Setelah Khadijah meninggal, Rasulullah pun menunjukkan kesetiaan padana. Beliau memuliakan sahabat-sahabat Khadijah; bersikap ramah kepada sanak familinya; dan selalu menyebut-nyebut kebaikan dan memuji dirinya.

Suatu ketika, Nabi menyanjung-nyanjung Khadijah di hadapan istri beliau, Ummul Mukminîn, Aisyah ra,  sehingga membuatnya cemburu. Aisyah berkata, “Bukankah ia (Khadijah) hanya seorang wanita tua, yang Allah telah menggantinya dengan yang lebih baik?”.

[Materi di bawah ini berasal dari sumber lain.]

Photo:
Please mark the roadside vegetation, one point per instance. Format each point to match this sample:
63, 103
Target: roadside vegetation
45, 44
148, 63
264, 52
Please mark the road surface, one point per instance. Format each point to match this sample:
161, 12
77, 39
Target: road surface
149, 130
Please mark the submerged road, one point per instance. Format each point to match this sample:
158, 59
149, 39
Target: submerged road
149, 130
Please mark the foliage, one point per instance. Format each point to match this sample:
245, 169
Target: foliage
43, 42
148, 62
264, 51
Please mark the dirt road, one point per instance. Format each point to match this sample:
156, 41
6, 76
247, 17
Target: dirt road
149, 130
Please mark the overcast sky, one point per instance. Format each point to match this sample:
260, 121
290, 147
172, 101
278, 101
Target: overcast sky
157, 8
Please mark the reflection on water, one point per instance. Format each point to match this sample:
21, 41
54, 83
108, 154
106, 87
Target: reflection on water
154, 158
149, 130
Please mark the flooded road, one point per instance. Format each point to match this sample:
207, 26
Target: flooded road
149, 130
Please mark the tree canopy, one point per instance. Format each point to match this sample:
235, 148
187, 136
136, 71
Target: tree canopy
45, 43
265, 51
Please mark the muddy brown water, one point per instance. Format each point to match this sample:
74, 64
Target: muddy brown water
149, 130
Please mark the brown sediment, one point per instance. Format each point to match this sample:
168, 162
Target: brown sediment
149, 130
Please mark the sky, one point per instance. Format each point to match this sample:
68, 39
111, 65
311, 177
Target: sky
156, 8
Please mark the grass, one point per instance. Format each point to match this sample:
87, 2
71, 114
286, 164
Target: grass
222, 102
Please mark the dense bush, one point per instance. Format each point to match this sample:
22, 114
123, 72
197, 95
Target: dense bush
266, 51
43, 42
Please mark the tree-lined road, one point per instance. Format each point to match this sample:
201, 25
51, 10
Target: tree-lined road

Ucapan Aisyah itu membuat Rasulullah sangat marah. Beliau berkata, “Demi Allah, Allah tidak pernah menggantikannya dengan  yang lebih baik daripadanya. Ia mau beriman kepadaku, saat orang-orang inkar kepadaku; ia membenarkan, saat orang-orang mendustakanku; ia memberikan apa yang ia punya, saat orang-orang mengharamkannya kepadaku; dan dengannya, Allah memberiku keturunan, tidak seperti istri-istri (ku) yang lain”.